By August 1863 14 Negro Regiments were in the field and ready for service.
In July 1863 at Honey Springs, Indian Territory, now Oklahoma, the 1st Kansas Colored fought with courage again. Union troops under General James Blunt ran into a strong Confederate force under General Douglas Cooper. After a two-hour bloody engagement, Cooper's soldiers retreated. The 1st Kansas, which had held the center of the Union line, advanced to within fifty paces of the Confederate line and exchanged fire for some twenty minutes until the Confederates broke and ran. General Blunt wrote after the battle, "I never saw such fighting as was done by the Negro regiment....The question that negroes will fight is settled; besides they make better solders in every respect than any troops I have ever had under my command."
Even before that, in 1862 black soldiers proved themselves as reputable soldiers, but discrimination in pay and other areas remained widespread. According to the Militia Act of 1862, soldiers of African descent were to receive $10.00 a month, plus a clothing allowance of $3.50. Many regiments struggled for equal pay, some refusing any money until June 15, 1864, when Congress granted equal pay for all black soldiers.
Again this is not history class. This is black history month where we celebrate and honor men who had the courage to fight in this war. Some were slaves African-American men who fought for the Confederates. Some of those were slaves who were forced to fight, some were offered their freedom (should they come out alive).
Almost 200,000 African-American men fought for the Union Army and still others for the Union Navy. African American soldiers participated in every major campaign of 1864-1865 except Sherman's invasion of Georgia.

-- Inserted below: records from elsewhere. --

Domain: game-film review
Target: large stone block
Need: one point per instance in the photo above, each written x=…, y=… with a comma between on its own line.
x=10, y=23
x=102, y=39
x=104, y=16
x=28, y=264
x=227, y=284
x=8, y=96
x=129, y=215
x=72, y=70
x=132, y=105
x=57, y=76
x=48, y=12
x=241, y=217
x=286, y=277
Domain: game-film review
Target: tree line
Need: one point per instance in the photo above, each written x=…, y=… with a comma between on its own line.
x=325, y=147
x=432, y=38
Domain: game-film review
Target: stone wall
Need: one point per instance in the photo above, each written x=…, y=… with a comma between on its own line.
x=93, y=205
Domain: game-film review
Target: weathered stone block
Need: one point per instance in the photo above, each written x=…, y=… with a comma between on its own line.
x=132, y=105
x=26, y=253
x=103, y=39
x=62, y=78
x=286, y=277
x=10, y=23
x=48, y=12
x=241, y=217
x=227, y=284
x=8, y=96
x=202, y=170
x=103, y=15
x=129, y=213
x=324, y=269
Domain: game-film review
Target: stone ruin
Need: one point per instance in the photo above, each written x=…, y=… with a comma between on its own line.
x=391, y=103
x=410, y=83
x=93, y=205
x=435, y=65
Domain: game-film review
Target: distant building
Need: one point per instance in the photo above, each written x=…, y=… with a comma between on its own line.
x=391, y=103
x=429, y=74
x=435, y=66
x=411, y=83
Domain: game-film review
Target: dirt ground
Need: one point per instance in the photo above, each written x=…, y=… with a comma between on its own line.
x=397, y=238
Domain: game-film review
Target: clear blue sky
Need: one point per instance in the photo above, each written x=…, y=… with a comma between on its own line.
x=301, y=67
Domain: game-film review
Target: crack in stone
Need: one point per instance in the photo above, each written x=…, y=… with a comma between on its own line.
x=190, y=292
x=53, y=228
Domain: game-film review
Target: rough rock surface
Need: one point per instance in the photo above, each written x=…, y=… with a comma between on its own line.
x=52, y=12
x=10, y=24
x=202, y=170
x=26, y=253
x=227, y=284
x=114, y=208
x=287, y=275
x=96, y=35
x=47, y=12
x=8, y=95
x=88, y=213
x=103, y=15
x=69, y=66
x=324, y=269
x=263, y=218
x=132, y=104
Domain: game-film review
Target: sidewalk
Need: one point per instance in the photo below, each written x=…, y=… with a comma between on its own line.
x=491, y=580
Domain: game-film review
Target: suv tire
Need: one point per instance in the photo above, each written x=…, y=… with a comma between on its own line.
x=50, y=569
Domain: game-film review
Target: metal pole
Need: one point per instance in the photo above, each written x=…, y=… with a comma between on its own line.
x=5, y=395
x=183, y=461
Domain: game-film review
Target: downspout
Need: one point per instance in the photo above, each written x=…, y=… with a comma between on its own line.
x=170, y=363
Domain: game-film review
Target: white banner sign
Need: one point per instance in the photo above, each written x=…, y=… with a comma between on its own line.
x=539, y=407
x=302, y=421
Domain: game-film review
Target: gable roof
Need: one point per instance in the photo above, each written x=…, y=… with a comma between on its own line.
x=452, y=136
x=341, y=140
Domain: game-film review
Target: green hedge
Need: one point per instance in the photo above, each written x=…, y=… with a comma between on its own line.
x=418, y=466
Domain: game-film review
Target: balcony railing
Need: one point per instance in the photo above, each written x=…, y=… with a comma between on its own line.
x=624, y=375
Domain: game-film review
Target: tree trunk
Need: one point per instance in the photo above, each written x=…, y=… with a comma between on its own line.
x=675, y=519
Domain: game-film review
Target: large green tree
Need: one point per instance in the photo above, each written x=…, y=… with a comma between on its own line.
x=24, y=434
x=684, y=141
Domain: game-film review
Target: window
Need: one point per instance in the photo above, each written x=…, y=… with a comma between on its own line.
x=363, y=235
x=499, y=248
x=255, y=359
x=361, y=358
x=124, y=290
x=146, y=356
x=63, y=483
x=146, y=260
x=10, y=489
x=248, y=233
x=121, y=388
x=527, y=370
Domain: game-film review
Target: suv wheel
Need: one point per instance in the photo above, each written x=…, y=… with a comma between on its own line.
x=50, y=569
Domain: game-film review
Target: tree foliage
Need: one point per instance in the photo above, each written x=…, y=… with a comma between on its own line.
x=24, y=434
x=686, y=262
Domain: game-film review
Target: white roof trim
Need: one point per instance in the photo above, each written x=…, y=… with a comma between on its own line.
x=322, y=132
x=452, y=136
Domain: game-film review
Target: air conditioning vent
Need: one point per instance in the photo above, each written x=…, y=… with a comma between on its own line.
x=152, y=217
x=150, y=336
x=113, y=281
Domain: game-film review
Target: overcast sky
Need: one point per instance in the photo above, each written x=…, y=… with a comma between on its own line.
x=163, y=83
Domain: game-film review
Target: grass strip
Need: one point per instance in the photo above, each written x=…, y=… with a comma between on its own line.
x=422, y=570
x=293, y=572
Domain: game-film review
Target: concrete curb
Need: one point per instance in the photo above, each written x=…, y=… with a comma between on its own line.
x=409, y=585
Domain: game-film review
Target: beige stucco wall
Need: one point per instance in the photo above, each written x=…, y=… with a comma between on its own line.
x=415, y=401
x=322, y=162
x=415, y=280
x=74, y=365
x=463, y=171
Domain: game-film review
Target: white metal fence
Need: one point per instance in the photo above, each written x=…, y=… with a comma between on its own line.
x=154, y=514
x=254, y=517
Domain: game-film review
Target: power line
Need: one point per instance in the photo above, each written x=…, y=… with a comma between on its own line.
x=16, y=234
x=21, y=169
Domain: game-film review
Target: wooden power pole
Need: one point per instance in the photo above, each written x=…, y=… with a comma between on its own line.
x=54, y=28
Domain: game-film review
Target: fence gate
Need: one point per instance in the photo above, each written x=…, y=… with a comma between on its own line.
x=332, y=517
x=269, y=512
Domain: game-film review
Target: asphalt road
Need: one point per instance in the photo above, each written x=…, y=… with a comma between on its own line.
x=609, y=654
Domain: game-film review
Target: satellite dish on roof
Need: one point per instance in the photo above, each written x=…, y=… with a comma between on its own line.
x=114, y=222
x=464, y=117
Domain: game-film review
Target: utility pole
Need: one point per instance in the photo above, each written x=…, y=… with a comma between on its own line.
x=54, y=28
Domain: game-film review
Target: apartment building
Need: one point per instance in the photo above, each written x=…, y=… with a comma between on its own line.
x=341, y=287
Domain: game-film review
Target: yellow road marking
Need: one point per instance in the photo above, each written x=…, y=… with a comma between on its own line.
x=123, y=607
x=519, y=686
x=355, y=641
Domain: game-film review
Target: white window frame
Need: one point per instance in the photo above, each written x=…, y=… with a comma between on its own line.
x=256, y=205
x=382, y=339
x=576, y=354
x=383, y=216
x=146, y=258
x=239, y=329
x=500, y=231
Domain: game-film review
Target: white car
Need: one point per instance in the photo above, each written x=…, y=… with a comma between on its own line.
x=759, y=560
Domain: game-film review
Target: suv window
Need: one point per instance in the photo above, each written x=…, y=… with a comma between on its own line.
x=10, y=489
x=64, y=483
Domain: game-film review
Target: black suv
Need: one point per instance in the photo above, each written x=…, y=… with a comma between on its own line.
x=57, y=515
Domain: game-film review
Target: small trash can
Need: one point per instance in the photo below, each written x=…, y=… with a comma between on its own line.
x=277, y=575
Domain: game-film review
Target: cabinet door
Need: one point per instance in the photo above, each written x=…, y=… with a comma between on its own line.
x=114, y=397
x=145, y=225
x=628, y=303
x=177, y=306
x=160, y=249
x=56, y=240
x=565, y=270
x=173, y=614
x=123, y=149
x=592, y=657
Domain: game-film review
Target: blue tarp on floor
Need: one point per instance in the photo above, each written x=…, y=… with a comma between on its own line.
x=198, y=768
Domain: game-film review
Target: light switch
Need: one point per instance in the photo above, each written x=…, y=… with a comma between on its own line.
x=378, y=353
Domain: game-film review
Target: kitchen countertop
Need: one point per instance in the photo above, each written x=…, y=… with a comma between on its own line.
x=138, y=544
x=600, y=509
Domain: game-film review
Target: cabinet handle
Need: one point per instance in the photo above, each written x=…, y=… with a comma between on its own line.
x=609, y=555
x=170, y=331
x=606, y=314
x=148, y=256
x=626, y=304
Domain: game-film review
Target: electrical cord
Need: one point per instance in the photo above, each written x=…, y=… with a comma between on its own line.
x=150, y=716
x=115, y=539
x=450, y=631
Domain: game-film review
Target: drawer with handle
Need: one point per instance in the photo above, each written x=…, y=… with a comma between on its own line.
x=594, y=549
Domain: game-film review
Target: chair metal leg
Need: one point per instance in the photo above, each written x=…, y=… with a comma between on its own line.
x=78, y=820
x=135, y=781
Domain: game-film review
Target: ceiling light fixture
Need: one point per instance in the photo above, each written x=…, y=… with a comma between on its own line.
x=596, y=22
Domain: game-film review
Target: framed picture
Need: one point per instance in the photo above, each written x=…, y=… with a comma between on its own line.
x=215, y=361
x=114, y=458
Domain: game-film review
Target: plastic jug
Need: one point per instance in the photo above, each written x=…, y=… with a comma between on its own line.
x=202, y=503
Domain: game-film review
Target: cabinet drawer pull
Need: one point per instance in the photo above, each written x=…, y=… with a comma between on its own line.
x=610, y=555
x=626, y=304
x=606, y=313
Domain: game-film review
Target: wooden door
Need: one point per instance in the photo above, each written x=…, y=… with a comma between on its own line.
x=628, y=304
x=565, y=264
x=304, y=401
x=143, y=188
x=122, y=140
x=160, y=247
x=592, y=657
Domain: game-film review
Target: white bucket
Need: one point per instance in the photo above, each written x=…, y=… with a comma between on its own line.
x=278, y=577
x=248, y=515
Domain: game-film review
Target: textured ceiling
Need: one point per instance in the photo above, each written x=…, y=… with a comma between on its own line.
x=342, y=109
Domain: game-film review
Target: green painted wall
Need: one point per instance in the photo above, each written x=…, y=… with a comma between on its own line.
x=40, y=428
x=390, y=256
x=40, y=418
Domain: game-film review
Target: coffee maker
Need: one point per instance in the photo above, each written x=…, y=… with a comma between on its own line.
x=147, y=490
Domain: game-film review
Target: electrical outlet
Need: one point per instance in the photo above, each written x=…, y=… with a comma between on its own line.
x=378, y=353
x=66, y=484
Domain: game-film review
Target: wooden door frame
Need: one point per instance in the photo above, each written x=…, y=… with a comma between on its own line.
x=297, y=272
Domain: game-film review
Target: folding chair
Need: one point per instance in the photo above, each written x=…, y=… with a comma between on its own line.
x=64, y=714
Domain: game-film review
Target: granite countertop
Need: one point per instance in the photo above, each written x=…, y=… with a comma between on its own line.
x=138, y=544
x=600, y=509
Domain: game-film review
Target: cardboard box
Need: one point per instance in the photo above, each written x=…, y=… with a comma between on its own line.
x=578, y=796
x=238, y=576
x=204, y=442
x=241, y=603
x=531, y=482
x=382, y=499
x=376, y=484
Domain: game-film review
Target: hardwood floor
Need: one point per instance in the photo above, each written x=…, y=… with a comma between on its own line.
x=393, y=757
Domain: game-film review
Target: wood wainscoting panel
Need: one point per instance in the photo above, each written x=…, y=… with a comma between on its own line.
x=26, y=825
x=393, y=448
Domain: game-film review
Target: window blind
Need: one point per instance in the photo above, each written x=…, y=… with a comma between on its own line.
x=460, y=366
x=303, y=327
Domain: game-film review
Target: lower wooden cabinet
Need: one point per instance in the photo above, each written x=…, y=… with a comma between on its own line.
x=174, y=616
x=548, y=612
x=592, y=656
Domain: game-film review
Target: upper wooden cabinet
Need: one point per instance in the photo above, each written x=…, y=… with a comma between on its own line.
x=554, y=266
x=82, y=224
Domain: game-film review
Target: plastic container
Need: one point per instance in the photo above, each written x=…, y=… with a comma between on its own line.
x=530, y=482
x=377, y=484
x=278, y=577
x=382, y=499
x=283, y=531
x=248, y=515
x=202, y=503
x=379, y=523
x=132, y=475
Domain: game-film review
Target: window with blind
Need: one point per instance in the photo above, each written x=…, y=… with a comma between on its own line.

I would be here all day giving you the details of the civil war and the contributions of African-Americans. The point that I am trying to briefly make, briefly remind, is that we were there. Our blood was spilled. This is a month where we honor those men. The mothers, wives, children of those men who never came home. And those men who did.
When I was a little girl my uncle used to tell me that the truth is something you have to search for. Perhaps. And sometimes even in your searching you will never see it in black and white print. Sometimes, and my uncle did not say this, I say, that the truth is sometimes something you have to sit with and imagine. Because I may never read in print the actual conversation between an African-American man, a former slave who had experienced all of the brutality of slavery and his wife the eve of the day he was to go into battle. I won’t know what went through his head knowing that it was most likely that he would never return.
I won’t know what it was for a slave to be handed a weapon and forced to fight as a Confederate. In all of my searching, I will never know that. But I can imagine.
And so what I do with all that I imagine is to help my son imagine too. And not just the battles that were won and lost. Not body counts and weapons used. But imagine the courage, the integrity, the dedication. These were our American heroes. And not just ours, as African-American citizens today, but yours too.